O CANCRO SERÁ MAIS FREQUENTE PORQUE VIVEMOS CADA VEZ MAIS»

No dia 4 de fevereiro assinala-se o Dia Mundial da Luta contra o Cancro, que visa recordar a vida de todos os que enfrentam ou enfrentaram a doença e dos profissionais que os apoiam através de investigação científica na área da oncologia.

cancro dest

Todos os anos morrem, em todo o mundo, cerca de oito milhões de pessoas vítimas desta doença e muitos casos acontecem devido à falta de prevenção, deteção e tratamento adequado atempadamente.

No nosso país, os números estão longe de ser animadores, pois um em cada quatro portugueses morre com um determinado tipo de tumor. No entanto, os avanços tecnológicos nesta área são cada vez maiores, a ponto de muitos especialistas defenderem que tem de haver bom senso, após o diagnóstico da doença, pois uma vez identificado o difícil é não tratar.

Foi neste sentido que a Maria falou com António Parreira, diretor clínico do Centro Clínico Champalimaud, para saber até que ponto se está a dar grande importância ao diagnóstico de uma pessoa com determinado cancro, colocando o paciente num ciclo de tratamentos que poderia ser dispensável.

Cancro: “Às vezes pecamos por excesso”

Na sua opinião, o grande desafio que se coloca atualmente passa por “conseguirmos otimizar o diagnóstico precoce do cancro e reconhecer aqueles que evoluem muito rapidamente e têm de ser tratados dos que são apenas observados e acompanhados, até se decidir se devem ou não ser sujeitos a uma intervenção terapêutica. Esse é um exercício muito difícil de se fazer e continua a ter falhas”, admite.

Por isso, reconhece: “Às vezes pecamos por excesso quando encaminhamos o doente para um tratamento oncológico.
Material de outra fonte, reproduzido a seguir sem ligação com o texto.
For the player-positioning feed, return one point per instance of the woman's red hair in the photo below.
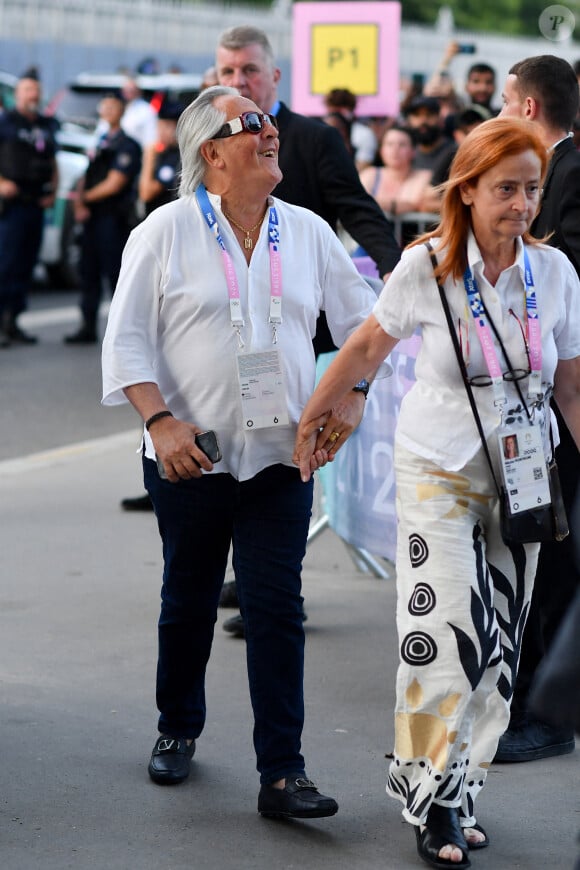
(480, 151)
Mas isto não deixa de ser mais recomendável do que pecar por defeito”. Contudo, esta decisão tem consequências: “Por um lado é negativo do ponto de vista económico, pois gasta-se dinheiro com um tratamento que não era necessário, e por outro, qualquer que seja o procedimento oncológico, este vai ter sempre efeitos secundários ou adversos que nunca são bons para o paciente.»
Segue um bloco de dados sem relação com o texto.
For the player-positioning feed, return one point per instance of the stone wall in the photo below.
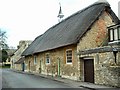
(97, 36)
(104, 70)
(66, 70)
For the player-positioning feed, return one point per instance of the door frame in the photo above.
(82, 59)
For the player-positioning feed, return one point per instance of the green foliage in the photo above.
(4, 55)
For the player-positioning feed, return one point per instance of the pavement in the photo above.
(73, 83)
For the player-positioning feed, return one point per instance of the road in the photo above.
(11, 79)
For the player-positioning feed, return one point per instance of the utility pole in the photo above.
(60, 14)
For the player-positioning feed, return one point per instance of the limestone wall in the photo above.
(66, 70)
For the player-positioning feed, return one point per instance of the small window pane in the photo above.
(115, 34)
(119, 32)
(69, 56)
(111, 35)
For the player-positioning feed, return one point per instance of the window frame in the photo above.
(47, 57)
(69, 56)
(35, 60)
(112, 32)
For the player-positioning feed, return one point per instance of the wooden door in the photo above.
(89, 70)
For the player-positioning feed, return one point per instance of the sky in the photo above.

«A decisão de fazer um tratamento num doente com cancro seria muito justificável se houvesse uma garantia de que o tumor iria ser fatal para a pessoa num período de tempo previamente conhecido. Mas como isso não acontece, temos de ter a humildade de admitir que, de facto, alguns dos doentes que são sujeitos a tratamento, provavelmente, não o deviam ser, pois esse cancro não iria evoluir a ponto de conduzir a sintomas graves ou mesmo provocar a morte”, continua o responsável.

Curável e reversível

Contudo, é sabido que a doença tem uma componente afetiva muito forte, onde as pessoas tendem a valorizar os casos que correm mal, em vez de valorizarem os que correm bem. É neste sentido que muitas vezes o diagnóstico médico surge aos olhos do paciente como algo de incurável e irreversível, onde o fim tem data próxima. Mas será que tem de ser necessariamente assim?
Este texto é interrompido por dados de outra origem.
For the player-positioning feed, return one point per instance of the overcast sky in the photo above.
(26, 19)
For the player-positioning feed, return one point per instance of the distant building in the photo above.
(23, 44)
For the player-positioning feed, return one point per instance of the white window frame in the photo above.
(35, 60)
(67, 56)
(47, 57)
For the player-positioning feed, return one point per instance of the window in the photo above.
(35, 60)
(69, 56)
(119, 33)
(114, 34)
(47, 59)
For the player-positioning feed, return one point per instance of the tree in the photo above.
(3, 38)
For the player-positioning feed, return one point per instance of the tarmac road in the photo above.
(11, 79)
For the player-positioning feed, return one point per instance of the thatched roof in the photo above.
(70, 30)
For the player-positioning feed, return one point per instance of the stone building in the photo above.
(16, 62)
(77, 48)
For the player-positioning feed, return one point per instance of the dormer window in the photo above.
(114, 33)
O cancro mata. Mas não mata sempre. Apesar de muitos nas fases iniciais serem curáveis e 60 por cento dos tumores avançados serem controláveis, eles são ainda vistos como “fantasmas”.

Para o especialista, “ter um cancro não é uma sentença de morte nem um estigma

«Alguns doentes não compreendem quando um médico lhes diz que têm um determinado tumor, mas não vão ser sujeitos a qualquer tipo de terapêutica. A reação mais imediata é a pessoa chamar ignorante ao médico. Temos de ser capazes de, nos pacientes onde encontramos células cancerígenas, colhermos informação através de biopsia, para saber se as conclusões são ameaçadoras, vão conduzir a uma doença grave e precisam de ser tratadas ou se, pelo contrário, essas lesões vão estar iguais passados dez anos e o doente poderá vir a morrer por outra causa totalmente diferente, não sendo por isso necessário sujeitá-lo a um tratamento desnecessário».

“Será mais frequente porque vivemos mais”

Prevê-se que num futuro próximo mais de metade da população vá ter a doença. Por isso é bom que nos habituemos a isso, como refere António Parreira:

«O cancro será mais frequente porque vivemos cada vez mais. Podemos chegar aos 100 anos sem morrermos de infeções ou doença cardíaca, pois sabemos como fazer prevenção – não fumamos, praticamos exercício, comemos mais vegetais e menos proteínas. Então, o que nos vai acontecer? Vamos morrer de velhos? Provavelmente, sim, mas esse processo de envelhecimento também contém riscos de morrermos de cancro. E vai ser isso que irá acontecer daqui a 20 ou 30 anos, onde a maior parte das pessoas acaba por ter como causa de morte um tumor que lhes aparece no fim da vida”.